Gingerdead End: You can catch Gary Busey in 'The Gingerdead Man,' but what the hell are you going to do when you've got him?
By Steve Palopoli
Do you ever just stop and say to yourself: "I wonder what Gary Busey's doing right now?" I know I do. So imagine my trembling little piggies when I got a copy of The Gingerdead Man in my clutches. Apparently, this is one of 11 movies (plus a miniseries!) Busey was in last year, but considering the fate of Shut Up and Shoot!, No Rules and Soft Target, his films in 2005 may very well outnumber the combined total of people who saw them.
Except maybe for Gingerdead Man. I wouldn't go so far as to say this movie has much of a following yet, but two cult-film-loving friends emailed me about it independently of each other within the space of two weeks, so I figured something must be going on. And when it hit me that this movie is seriously about a cookie that kills people and talks with the voice of Gary Busey, I immediately made arrangements to see it with one of those friends and tracked it down by phone—after coming up empty at several stores—to a Hollywood Video 40 miles away. When I asked the surly teenage clerk if he'd hold it for me, he just said "Dude, no one's going to be checking that out anytime soon."
Wrong!
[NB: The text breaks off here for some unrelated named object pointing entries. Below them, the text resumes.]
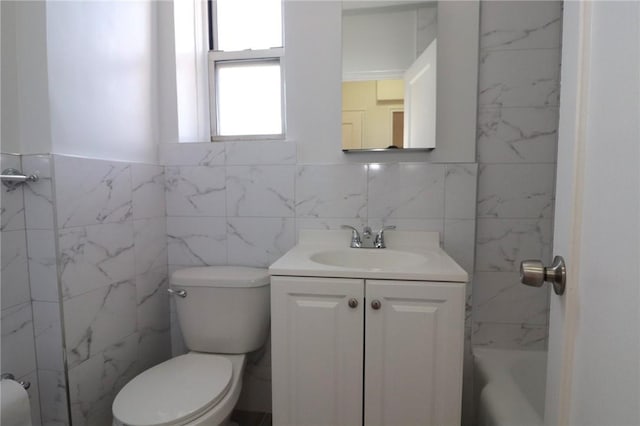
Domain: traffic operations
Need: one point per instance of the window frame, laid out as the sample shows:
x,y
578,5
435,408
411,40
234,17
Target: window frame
x,y
273,54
I was there that very evening. And my friend served ginger snaps with the popcorn, which is way more clever than anything in the actual film. Make no mistake, this is a terrible, terrible movie. It was directed by Charles Band, who is best known for producing some of Stuart Gordon's H.P. Lovecraft films and for running Empire Pictures, which became Full Moon Pictures and gave the world low-budget series like Trancers, Puppet Master and Subspecies. In the behind-the-scenes to Gingerdead Man, Band calls it "probably the most bizarre concept that we've ever made," which means a lot coming from the guy who did 1996's telepathic-mutant-horror-sex-comedy Head of the Family. And yet, it's true.
But what I love about Gingerdead Man is that it tries for intentionally bad and ends up with unintentionally bad. That's amazing! It almost seems like after the filmmakers wrote in all the wink-wink material, like everyone was going to agree it was all a big joke, they just couldn't let go of that nagging feeling that they could possibly make a real movie out of this. So against their better judgment, they tried. And failed miserably.
Thus on the one hand we have the wise-cracking evil cookie, and characters named after baking brand names—the kind of stuff you'd expect from a movie trying, sometimes too hard, for cult status. But even better are the details that no one involved seems to have noticed are ridiculous, like the fact that the main characters who work in the bakery have to act like it's normal to use a ginormous gingerbread-man cookie cutter in order to set up a realistic size for the Gingerdead puppet later on. Or the way the woman who "carefully" sets up the reincarnation of a killer through the baking of a gingerbread cookie seems to have inexplicably counted not only on human blood accidentally falling into the batter, but also on an electrical mishap happening at precisely the right time.
As if that stuff weren't sweet enough, there's the desperate, constant attempt to pad the running time. The box says "Running time approximately 100 minutes/Feature running time approximately 71 minutes." Since when has the behind-the-scenes material been included in the running time? And even that 71 minutes of "feature running time" includes a staggering 12 minutes and 42 seconds of credits at the beginning and end. They go on so long they actually become the film's best comic moments. Let's put it this way: At the beginning of the film, Busey appears as the killer, Millard Findlemeyer, in a robbery scene. Though of course he voices the cookie after his character is reincarnated, this is the only time he actually appears in the movie (other than newspaper clippings). If you add up every second in the scene in which he's actually shown, Busey's total "running time" in this film is two minutes and 36 seconds. Which means the opening credits have 23 seconds more screen time than the top-billed actor.
Still, every atomic second spent with Busey is a beautiful thing. I particularly love his material in the behind-the-scenes featurette. As they juxtapose cast members saying stupid things about gingerbread cookies, you suddenly hear Busey say, in that unmistakable hard-living voice, "Gingerbread cookies are errrrrrrr favorite. It really came out around Christmas time." What the hell? Who or what is "errrrrrrr"? And what came out around Christmastime? The movie? The cookies? Then, his follow-up: "I could feel the energy and the life living in the ginger ... bread cookie." Is that a joke? A cry for help? Only Busey knows for sure.
But the transcendent moment comes shortly after, when they cut to Busey holding up a photo and pointing: "This is the gingerdead man right here. See if you can scope in on the eyes of that little beady tyrant."
True feature running time: approximately 60 minutes. Lead actor screen time: less than three minutes. Gary Busey: priceless.